Maybe sounds crazy, but what about both at once?
I was toying with this thought with my own emulator project, and I feel it might be possible, although definitely not on a permanently on basis, just as a feature. Video might be the tougher part, since you can only sync to vsync, and have no info between two vsyncs. With sound, you can measure the lag more precisely by how full your audio buffer is. If the program syncs to video, and it is about 60Hz all right, then in the long run, by monitoring the audio buffer's load, it could be possible to manage the audio output rate to align with video.
The simplest it is to imagine by that, say, the emulator starts with 15734Hz as normal, and outputs samples with this rate. If it experiences that the buffer is draining, it increases the rate slightly, say, to 15770Hz, hoping it can catch on. If it experiences that the buffer becomes ever longer, then does the opposite, reducing the rate to, say, 15700Hz. Of course not in such a crude manner, the point is that the program should slowly discover the true skew between video and audio, and play the latter with very little fluctuation in output rate.
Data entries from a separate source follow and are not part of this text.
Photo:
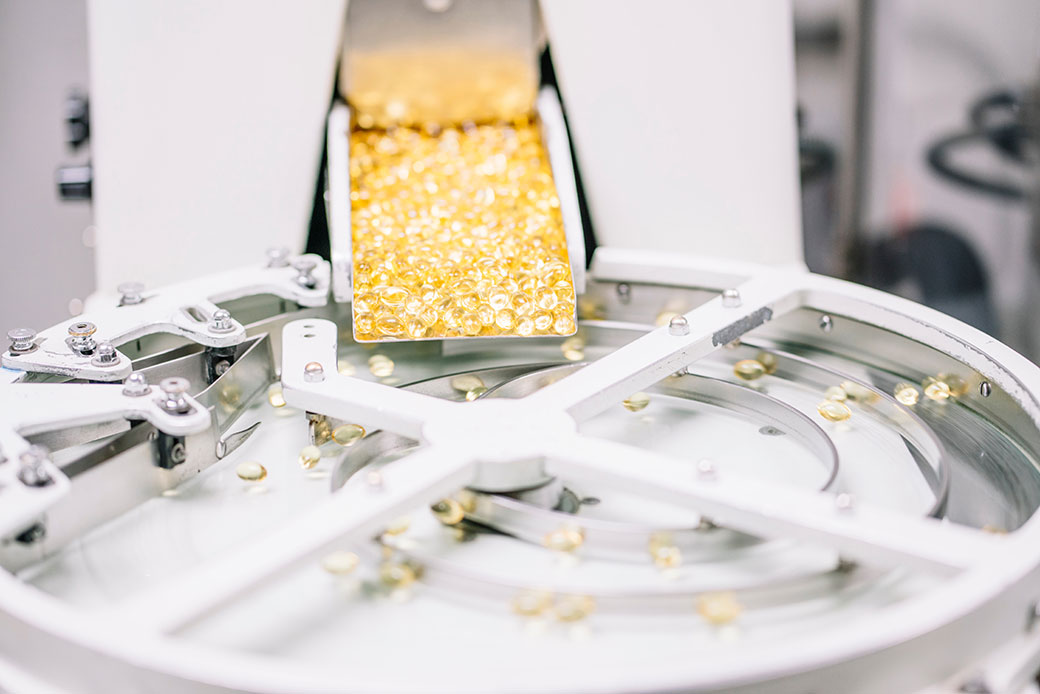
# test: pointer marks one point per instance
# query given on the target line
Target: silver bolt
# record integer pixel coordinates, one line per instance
(33, 467)
(22, 339)
(130, 293)
(845, 502)
(106, 355)
(278, 256)
(222, 323)
(678, 326)
(305, 266)
(173, 400)
(136, 385)
(705, 469)
(81, 336)
(313, 373)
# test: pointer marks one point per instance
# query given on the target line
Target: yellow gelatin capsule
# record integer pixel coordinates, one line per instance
(832, 410)
(347, 434)
(340, 562)
(637, 402)
(719, 609)
(749, 369)
(251, 471)
(564, 539)
(906, 393)
(448, 511)
(309, 457)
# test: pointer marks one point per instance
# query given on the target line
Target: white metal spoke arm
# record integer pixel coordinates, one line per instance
(83, 347)
(351, 515)
(860, 533)
(667, 350)
(310, 381)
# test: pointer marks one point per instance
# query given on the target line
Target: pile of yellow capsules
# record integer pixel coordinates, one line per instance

Just an idea, I think this shouldn't be attempted right now, for now lets just get the emulator working well. The change to 48KHz, and removing the kernel dependency is something which should be done, I think, as soon as possible (it also even eases a bit kernel development without real HW). If playing back 15734Hz at 48KHz, I don't even think interpolation is that much necessary, just spit out the samples when they come. Most will span 3 48KHz samples with an occasional 4, I don't think that would be anything really audible. Basically write_io just sets the sample value, then when the 48KHz buffer needs it by elapsed cycles, update_hardware pushes whatever is on the port (PWM output) into the audio output puffer. So it becomes completely independent of how the kernel is coded (or does it even output at all). This type of solution makes it easier to implement changing the elapsed cycles later, so even the above idea may be built on top of it.